Во всех советских кинотеатрах посетитель видит вывешенное на видном месте изречение Ленина: «Из всех искусств для нас самое важное – кино…» Фраза, заимствованная из переписки вождя с наркомом просвещения Луначарским, на этом обрывается, и мало кому известно ее продолжение: «…ибо народ наш малограмотен». Любопытная параллель к словам византийского отца церкви Григория Богослова: «Idcirco enim pictura in ecclesiis adhibetur, ut hi qui litteras nesciunt saltem in parietibus legant quae legere in codicibus non valent». (Ибо ради того вывешивается картина в храмах, чтобы те, кто не знают грамоте, читали по крайней мере на стенах о том, чего не дано им прочесть в книгах.)
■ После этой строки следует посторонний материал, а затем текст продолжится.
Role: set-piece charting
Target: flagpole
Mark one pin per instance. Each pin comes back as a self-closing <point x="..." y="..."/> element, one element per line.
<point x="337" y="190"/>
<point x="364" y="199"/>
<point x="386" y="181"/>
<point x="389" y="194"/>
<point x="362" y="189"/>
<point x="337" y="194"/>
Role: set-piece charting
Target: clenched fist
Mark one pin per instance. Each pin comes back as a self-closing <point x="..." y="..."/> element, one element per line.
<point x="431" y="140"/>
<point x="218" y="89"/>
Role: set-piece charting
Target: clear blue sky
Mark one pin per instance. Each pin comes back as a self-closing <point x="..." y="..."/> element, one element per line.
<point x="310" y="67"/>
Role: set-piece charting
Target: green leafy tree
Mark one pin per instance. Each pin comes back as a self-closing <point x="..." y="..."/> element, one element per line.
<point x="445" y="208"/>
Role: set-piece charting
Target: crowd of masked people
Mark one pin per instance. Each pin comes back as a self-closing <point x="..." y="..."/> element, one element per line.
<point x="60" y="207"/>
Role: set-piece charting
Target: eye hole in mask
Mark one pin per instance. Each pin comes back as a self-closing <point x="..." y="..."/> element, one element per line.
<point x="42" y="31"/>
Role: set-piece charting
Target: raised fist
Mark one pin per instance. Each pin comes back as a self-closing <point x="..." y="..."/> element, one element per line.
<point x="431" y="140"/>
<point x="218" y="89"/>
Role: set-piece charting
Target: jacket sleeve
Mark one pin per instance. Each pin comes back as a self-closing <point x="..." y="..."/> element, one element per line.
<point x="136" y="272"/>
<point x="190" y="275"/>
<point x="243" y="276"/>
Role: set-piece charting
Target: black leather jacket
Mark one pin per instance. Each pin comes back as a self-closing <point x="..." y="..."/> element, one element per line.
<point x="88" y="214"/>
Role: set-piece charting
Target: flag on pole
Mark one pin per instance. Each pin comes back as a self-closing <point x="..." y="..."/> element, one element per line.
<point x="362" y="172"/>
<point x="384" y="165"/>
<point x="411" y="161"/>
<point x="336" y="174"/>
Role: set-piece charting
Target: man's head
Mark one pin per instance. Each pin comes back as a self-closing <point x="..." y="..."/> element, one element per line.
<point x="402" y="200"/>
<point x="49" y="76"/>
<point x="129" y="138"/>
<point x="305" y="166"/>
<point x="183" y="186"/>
Соединение марксизма-ленинизма с русским национализмом на короткое время оживило издыхающее «учение», но спасти его оно все же не могло. В годы войны марксистская фразеология была попросту отменена, а восстановленная, уже иначе как фразеология не воспринималась. Последнюю попытку реанимировать коммунистическую веру предпринял Хрущев, для которого архаические формулы двадцатых годов, по-видимому, еще что-то значили; при нем развенчанному Сталину усиленно противопоставлялся Ленин, снова, как на съезде комсомола в 1920 году, было объявлено, что общество будущего будет построено в самом недалеком будущем – через каких-нибудь двадцать лет. «Партия торжественно провозглашает: нынешнее поколение советских людей будет жить при коммунизме!» Старшее поколение помнит, как эта фраза – ею заканчивалась новая программа партии, обнародованная летом 1961 года, – красовалась на первых полосах газет, на обложках журналов, на фронтонах общественных зданий, в театрах, в парикмахерских, на дорожных щитах. Несколько лет печать и литература были заняты тем, что отыскивали вокруг себя «зримые черты коммунизма». Сейчас, когда поколение, которому предстояло вскарабкаться на сияющие вершины, сходит со сцены, не приблизившись к ним ни на дюйм, идеология стоит перед новой и труднейшей задачей: как согласовать истину марксизма с фактом, который невозможно скрыть, – экономической инвалидностью системы. Можно предположить, что идеология найдет выход (об экономике этого сказать с уверенностью нельзя). Будут придуманы какие-нибудь новые формулы. Но это уже неинтересно, ибо утопия разложилась, и вера мертва.